Исаак торопился; именно сейчас это было особенно важно - в ослабленное болью тело роженицы мог легко вселиться диббук, и он с содроганием представлял себе, как ее почти не изменившееся, знакомое тело заговорит чужим и неизвестным голосом - и этот голос, вытесняя воображаемую душу, изменит ее тело, лишит его знакомой ауры, прелести или просто привычности, вывернет темные глубины внутренней жизни, превращая их в слизистые, влажные пещеры ее нового, неизвестного бытия. Весь этот странный мир, перестроенный и обустроенный диббуком по своему образу и подобию, по своему желанию и своей прихоти. Раз проникнув в расслабленное страданием тело, диббук навсегда почувствует в нем себя дома. Сара видела, как ее отец наклонился к постели матери и, прижимая ладонями ее волосы, надел ей на шею амулет со словами псалма: пытаясь защитить от диббука, от перерождения, лицо белело в нескольких сантиметрах перед ним, сливаясь с белизной подушек своим размытым контуром, как линия дальнего края моря, размывающая горизонт, чтобы раствориться в нереальности отчужденного, равнодушного неба, и, сознавая свое бессилие, Исаак приподнял ее голову и, склонившись над изголовьем, над подушками, надел на ее шею амулет со словами псалма.

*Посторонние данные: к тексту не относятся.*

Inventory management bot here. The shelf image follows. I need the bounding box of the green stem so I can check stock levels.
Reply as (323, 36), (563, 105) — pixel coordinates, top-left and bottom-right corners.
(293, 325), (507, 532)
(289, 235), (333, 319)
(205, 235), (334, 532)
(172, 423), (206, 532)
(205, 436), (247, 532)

Второй амулет был предназначен для ребенка и должен был защитить его от Лилит. Как объяснила Сара, это было особенно важно. Лилит, некогда созданная одновременно с Адамом в качестве его подруги, была изгнана из Рая за отказ подчиниться своему предполагаемому мужу; впоследствии вместо нее была создана Ева, ставшая Адаму верной и достойной женой. Лилит же таким образом избежала грехопадения, хотя и была проклята; проклятие, ею полученное, заключалось в том, что она должна будет воровать из родительских домов и убивать новорожденных детей. "Странно, что вы про нее никогда не слышали, - сказала Сара. - Она появляется по ночам и обычно в сопровождении лилин - невидимых духов ночи, столь же жестоких, как она сама, хотя и менее коварных. Именно поэтому любящая мать и должна защищать своего ребенка от Лилит и ее свиты. Впрочем, единственной надежной защитой являются правильно сделанные каббалистические амулеты с именами трех ангелов: Сеноя, Сансеноя и Самангелота, посланных некогда на встречу с Лилит, - или со словами экстатической и почти всесильной "Песни высот" - отрывком из "Книги псалмов", способным отгонять духов, чертей и лилин. Теперь такие амулеты уже не делают, - говорила Сара, - все нынешние каббалисты обычные шарлатаны. Вот потому-то новое поколение и рождается таким, как рождается". Но незадолго до рождения Авиталь она принесла к Межерицким старые, чуть помятые листки с "Песней высот". Развешанные на стенах, дверных косяках, в углах и оконных проемах, эти листы должны были заменить старинные амулеты, развеять чары лилин, защитить новорожденную от их пугающих и злокозненных намерений, спасти ее от их капризного и скверного нрава.